Gregório Duvivier, como o próprio disse em coletiva de imprensa, representa o marido abusivo; porém, o mais interessante aqui é observar como isso não é feito de uma forma explícita violenta, mas através de um personagem que acredita estar fazendo o que é certo e o que lhe foi ensinado. Aliás, atenção a cena da noite de núpcias: constrangedora, levemente engraçada e ainda assim dolorida - quem nunca ouviu alguma mulher mais velha contando sobre a sua primeira experiência de forma tão bizarra? Ainda sobre isso, Carol Duarte não poderia soar mais verdadeira e natural do que construiu nessa cena.

Enfim, Fernanda Montenegro. Elogiar seu trabalho é chover no molhado. Porém é interessante observar que ela faz Euridice velha, personagem que vimos em 70% do filme nas mãos de Carol Duarte. E, ainda que não tão parecidas fisicamente, a sensação que fica é a de que o tempo passou e estamos vendo a mesma atriz com mais idade.

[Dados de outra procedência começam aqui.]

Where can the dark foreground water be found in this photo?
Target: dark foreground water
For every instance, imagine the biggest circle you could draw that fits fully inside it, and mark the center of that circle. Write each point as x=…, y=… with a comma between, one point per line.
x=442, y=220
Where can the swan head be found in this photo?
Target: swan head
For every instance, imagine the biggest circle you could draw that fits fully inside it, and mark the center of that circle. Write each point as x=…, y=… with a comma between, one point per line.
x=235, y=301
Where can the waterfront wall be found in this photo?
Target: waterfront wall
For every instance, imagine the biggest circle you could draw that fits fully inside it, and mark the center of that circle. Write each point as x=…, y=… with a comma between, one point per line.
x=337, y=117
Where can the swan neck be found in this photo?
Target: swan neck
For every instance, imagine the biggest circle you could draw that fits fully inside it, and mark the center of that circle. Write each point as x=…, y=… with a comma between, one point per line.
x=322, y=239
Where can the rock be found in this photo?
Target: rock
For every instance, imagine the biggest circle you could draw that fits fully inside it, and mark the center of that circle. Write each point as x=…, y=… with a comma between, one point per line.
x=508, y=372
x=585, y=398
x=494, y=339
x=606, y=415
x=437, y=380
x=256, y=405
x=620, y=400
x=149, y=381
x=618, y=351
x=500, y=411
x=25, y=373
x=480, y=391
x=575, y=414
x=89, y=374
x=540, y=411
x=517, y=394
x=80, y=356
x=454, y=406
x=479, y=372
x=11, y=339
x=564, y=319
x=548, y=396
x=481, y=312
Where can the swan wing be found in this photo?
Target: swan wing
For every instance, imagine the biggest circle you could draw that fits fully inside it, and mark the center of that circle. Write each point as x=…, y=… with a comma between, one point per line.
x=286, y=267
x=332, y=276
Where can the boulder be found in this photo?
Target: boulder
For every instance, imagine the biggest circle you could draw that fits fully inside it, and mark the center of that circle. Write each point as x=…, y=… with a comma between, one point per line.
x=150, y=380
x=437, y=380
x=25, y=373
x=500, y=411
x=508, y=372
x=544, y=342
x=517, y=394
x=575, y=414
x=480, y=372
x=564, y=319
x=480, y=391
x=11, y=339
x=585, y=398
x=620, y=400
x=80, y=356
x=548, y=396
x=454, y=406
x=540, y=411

Ela tocou neste assunto durante a coletiva dizendo que é visível que a personagem Euridice se suicidou ao abrir mão de seus sonhos, que ela viu isso transmitido pela forma de olhar que a Carol Duarte trouxe a personagem e que foi a partir de trazer esse olhar que ela desenvolveu a sua fase da personagem.

Mas e a indicação ao Oscar?


Sim, eles conseguiram desenvolver um folhetim tocante e de qualidade. Um filme que provavelmente fale com mais pessoas de forma global do que Bacurau - por mais que este último talvez, esteticamente, agrade mais o público em geral e aos americanos.

Como já dito, seu lançamento foi adiado para 21 de novembro para se adequar a agenda de divulgação da premiação e acredito ser muito importante dar essa força ao filme.

Talvez ele pareça em alguns aspectos muitos artístico ou aquele filme denominado como "de autor". E pode até ser que seja. Mas seu enredo fala com todos e com certeza toca a todos. Se não rasgar seu coração como deseja o diretor, pelo menos sairá da sessão com uma dor na alma.

Eu acredito na excelência e na capacidade de A Vida Invisível nos representar no Oscar.